Katwa Junction railway station
|Kolkata Suburban Railway Junction Station|
|Location||Station Road, 14 kuthir, Circus Maidan, Katwa, Purba Bardhaman, West Bengal|
|Coordinates||23°38′24″N 88°07′27″E / 23.6399°N 88.1242°ECoordinates: 23°38′24″N 88°07′27″E / 23.6399°N 88.1242°E|
|Elevation||16.077 meter 21 metres (69 ft)|
|Owned by||Indian Railways|
|Operated by||Eastern Railway|
|Structure type||Standard (On-ground station)|
|Parking||for 2 and 4 four wheeler|
|Electrified||1994–96 with 25 kV overhead line|
|Previous names||East Indian Railway Company|
Katwa is a Kolkata Suburban Railway Junction Station on the Howrah–Bandel–Katwa line, Barharwa–Azimganj–Katwa and the Howrah–New Jalpaiguri line. It is located in Purba Bardhaman district in the Indian state of West Bengal. It serves Katwa and the surrounding areas.

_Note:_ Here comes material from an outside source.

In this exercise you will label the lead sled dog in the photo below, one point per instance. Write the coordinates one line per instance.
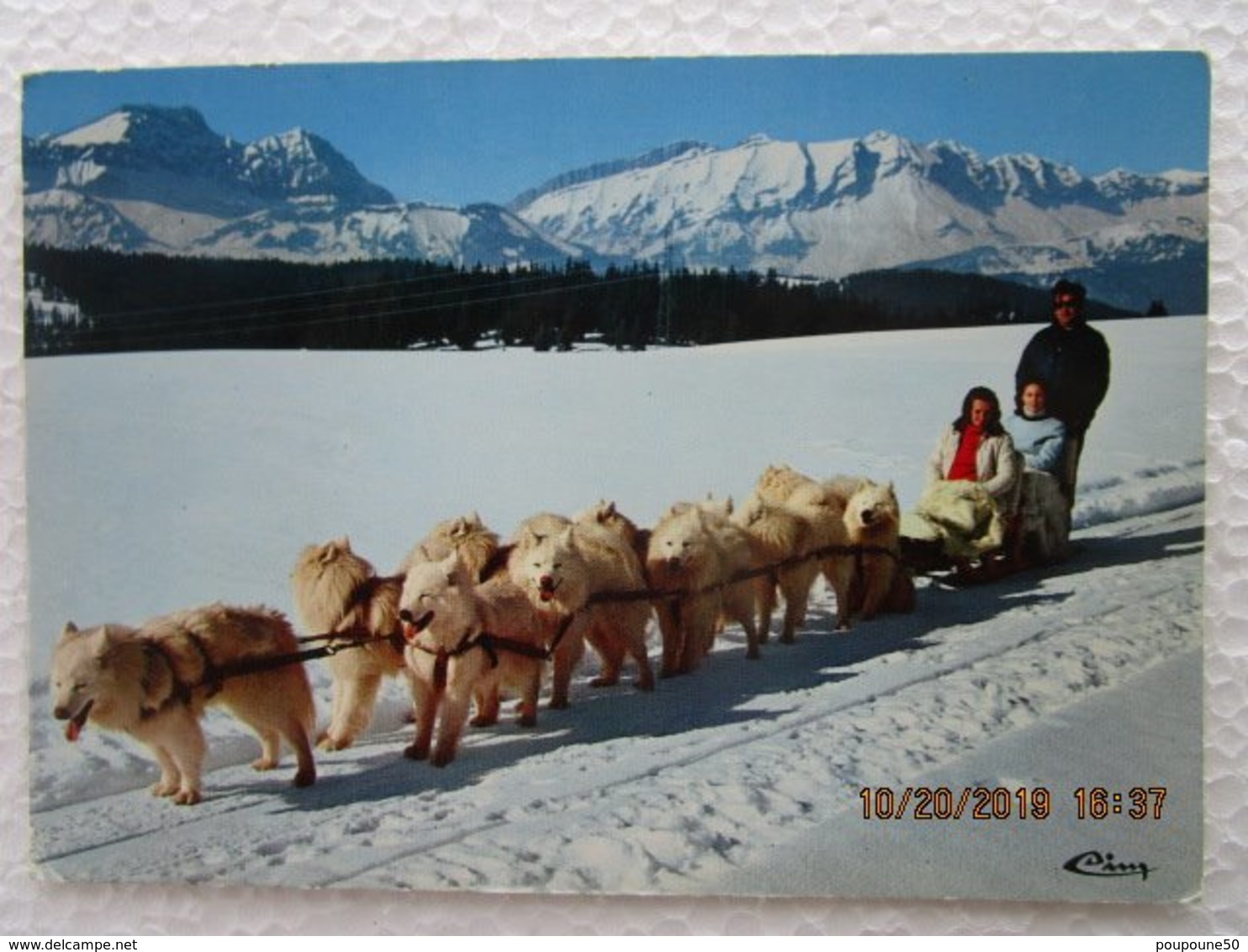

In 1913, the Hooghly–Katwa Railway constructed a 5 ft 6 in (1,676 mm) broad gauge line from Bandel to Katwa, and the Barharwa–Azimganj–Katwa Railway constructed the 5 ft 6 in (1,676 mm) broad gauge Barharwa–Azimganj–Katwa loop.
The 53 km (33 mi)-long 762 mm (2 ft 6 in)-wide narrow-gauge Burdwan–Katwa Railway was opened in 1915 as part of McLeod's Light Railways, taken over by Eastern Railway in 1966 and closed in 2010.
The 53 km (33 mi)-long 762 mm (2 ft 6 in)-wide narrow-gauge Ahmedpur–Katwa Railway was opened in 1917 as part of McLeod's Light Railways and taken over by Eastern Railway in 1966. It was closed in 2013 for conversion to 5 ft 6 in (1,676 mm) broad gauge and electrification.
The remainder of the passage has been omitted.